25(0.25%)ずつ仮に3月含め7回上げるとして年末には政策金利は1.75%になる。3月を50にしたら2.0%になる。昔の感覚では2%の水準くらい何ということもないが、全体的に借金(借入)が記録的に膨らんでいるので、これはアウトでしょう・・と。そういえば本日、日本時間早朝のニュースに米国政府の累積債務が初めて30兆ドルを突破したというのがあった。115円換算で3450兆円にもなる。先日書いたが、マージンデット(Margin Debt、株式信用残)が12月時点で9100億ドルにも膨れ上がっている。さすがに長期金利も上がるだろうが、「悪い金利上昇」なると思われる。スポイルされて借金を重ねた結果、金利上昇に経済が脆くなっていると思われるので、短期間に2%への上昇は、やはり危険だろう・・・と。
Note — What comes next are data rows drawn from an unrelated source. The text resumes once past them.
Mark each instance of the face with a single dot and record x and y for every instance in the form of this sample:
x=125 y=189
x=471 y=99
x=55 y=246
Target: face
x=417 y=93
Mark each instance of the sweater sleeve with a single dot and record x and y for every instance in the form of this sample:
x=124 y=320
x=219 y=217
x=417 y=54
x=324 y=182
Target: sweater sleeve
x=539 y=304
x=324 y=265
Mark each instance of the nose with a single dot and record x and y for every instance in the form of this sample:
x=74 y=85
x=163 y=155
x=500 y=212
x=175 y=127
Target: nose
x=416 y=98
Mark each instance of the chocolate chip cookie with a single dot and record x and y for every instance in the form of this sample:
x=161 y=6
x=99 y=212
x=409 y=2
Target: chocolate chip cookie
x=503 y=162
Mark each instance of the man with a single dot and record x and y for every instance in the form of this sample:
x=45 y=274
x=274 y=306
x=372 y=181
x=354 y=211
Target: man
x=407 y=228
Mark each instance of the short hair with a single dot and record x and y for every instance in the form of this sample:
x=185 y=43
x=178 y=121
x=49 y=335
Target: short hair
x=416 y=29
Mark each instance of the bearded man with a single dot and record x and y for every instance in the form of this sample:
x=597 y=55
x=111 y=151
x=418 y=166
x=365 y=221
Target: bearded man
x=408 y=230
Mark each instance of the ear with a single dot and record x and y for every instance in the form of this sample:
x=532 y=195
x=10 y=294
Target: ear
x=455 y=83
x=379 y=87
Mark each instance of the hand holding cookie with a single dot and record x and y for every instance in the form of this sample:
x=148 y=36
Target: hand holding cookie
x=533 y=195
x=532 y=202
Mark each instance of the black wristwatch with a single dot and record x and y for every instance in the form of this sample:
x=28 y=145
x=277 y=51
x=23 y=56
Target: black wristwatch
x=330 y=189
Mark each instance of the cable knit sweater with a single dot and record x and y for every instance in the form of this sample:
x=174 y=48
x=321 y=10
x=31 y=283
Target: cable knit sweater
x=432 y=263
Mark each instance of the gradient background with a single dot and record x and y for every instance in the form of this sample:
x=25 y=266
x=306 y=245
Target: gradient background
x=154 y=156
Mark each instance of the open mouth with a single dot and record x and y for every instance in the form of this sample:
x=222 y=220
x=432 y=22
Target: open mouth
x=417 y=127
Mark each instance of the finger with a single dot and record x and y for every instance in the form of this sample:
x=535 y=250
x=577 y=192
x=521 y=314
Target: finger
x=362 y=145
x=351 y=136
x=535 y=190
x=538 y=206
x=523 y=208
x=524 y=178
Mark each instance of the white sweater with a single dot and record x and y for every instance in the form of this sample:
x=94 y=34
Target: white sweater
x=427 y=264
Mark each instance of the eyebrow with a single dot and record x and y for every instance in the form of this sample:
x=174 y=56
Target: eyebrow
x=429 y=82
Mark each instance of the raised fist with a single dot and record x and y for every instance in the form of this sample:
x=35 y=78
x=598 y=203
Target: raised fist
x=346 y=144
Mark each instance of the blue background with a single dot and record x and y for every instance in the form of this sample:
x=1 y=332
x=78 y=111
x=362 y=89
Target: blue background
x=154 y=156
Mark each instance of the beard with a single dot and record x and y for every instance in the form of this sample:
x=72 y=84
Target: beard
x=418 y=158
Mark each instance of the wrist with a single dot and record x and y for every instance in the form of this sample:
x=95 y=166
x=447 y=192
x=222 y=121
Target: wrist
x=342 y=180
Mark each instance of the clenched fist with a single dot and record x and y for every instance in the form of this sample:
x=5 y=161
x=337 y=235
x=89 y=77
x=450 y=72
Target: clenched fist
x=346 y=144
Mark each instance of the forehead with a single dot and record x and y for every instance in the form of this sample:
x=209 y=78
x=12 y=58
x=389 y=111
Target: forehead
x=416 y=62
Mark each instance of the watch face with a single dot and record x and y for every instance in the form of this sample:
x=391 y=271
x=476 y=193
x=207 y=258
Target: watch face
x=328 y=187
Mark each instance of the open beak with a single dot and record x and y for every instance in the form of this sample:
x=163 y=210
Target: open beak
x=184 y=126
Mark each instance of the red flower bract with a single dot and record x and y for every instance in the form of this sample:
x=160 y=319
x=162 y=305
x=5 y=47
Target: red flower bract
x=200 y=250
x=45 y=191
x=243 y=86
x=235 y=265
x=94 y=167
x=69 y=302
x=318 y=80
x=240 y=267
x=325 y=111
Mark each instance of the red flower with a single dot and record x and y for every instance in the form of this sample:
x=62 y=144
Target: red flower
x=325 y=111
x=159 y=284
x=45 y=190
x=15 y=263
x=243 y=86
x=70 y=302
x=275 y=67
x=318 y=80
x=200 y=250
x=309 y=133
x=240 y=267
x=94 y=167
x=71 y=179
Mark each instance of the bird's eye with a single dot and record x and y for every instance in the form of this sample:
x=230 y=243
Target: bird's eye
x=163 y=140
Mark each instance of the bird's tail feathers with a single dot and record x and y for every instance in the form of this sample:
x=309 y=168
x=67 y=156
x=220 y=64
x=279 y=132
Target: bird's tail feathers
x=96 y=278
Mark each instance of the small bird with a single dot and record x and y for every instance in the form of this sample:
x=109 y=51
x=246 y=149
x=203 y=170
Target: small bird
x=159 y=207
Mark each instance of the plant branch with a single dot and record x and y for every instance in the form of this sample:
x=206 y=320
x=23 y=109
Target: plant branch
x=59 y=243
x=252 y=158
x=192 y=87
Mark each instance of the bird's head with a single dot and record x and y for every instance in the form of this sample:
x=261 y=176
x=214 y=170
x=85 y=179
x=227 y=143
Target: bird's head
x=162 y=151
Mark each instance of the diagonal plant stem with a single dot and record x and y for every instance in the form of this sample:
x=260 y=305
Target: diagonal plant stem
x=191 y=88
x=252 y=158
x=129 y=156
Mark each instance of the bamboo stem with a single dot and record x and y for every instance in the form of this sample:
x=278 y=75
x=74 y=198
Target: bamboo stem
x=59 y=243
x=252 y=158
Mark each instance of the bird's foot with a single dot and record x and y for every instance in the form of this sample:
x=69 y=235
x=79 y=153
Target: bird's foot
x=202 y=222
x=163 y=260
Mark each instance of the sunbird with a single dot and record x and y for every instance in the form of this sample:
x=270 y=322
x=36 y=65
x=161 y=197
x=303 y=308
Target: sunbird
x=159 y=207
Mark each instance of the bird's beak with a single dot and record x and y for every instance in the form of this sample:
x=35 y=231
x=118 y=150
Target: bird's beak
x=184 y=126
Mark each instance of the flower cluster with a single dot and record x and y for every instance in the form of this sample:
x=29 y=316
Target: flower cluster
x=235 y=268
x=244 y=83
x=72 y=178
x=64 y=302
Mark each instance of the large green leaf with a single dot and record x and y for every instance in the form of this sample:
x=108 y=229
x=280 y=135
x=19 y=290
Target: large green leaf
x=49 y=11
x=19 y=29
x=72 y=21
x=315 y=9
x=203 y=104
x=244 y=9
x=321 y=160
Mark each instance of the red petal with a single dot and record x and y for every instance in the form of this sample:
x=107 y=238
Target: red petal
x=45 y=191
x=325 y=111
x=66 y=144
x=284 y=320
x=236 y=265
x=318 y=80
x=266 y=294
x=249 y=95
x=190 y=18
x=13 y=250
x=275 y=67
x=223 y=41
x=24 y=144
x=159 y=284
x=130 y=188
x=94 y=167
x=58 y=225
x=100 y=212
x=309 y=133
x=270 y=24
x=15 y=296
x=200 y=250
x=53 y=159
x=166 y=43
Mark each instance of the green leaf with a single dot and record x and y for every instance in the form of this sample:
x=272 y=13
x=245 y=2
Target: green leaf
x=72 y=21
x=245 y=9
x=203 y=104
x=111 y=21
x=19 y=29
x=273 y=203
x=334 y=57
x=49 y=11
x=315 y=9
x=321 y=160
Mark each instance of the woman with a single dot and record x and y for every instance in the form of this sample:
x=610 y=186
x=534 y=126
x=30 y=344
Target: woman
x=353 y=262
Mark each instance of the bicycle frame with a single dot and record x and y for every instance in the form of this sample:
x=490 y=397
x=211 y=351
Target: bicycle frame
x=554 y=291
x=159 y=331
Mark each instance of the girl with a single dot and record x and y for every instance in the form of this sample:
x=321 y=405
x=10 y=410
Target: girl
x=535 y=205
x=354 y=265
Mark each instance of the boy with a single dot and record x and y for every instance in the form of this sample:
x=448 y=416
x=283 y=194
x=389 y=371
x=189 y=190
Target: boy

そう考えたとき、予想とはいえ、そこまでの引き締め見通しが出ているドル相場だが、例えば反対側の円はどうなのよ・・・ということになる。

このままの緩和状態を続けると黒田総裁は宣うが、「このまま」であって、さらなる緩和策はないわけだ。ここにきてさすがの日本企業も調達コストの上昇に音を上げ価格転嫁が始まっている。インフレの面でも日本はガラパゴス化とは行くまい。予想段階だが、引き締め観測が合理的な限界まで行きついているドルに対し、これから見通しが動きそうなのが円とすれば、動く方向は緩和策の終了見通し、あるいは市場金利の上昇ということにならないか。市場金利は日銀が抑えるというのなら、まさにマネタイゼーションを名実ともに認めることにつながる。

いま足元でユーロドルに動きが出てドル指数が下げているのだが、22年も引き続き利上げの利の字も浮かびませんと言っていたラガルド総裁率いるECBだが、そうも言ってられないんじゃないの、との見方が浮上していることがある。「(何度も断るが)予想段階」だが行きついたドルと、(政策的に)動きのなかった日欧に動く兆しが出てくると、大勢とは逆の動きが生まれる可能性がありそうだ。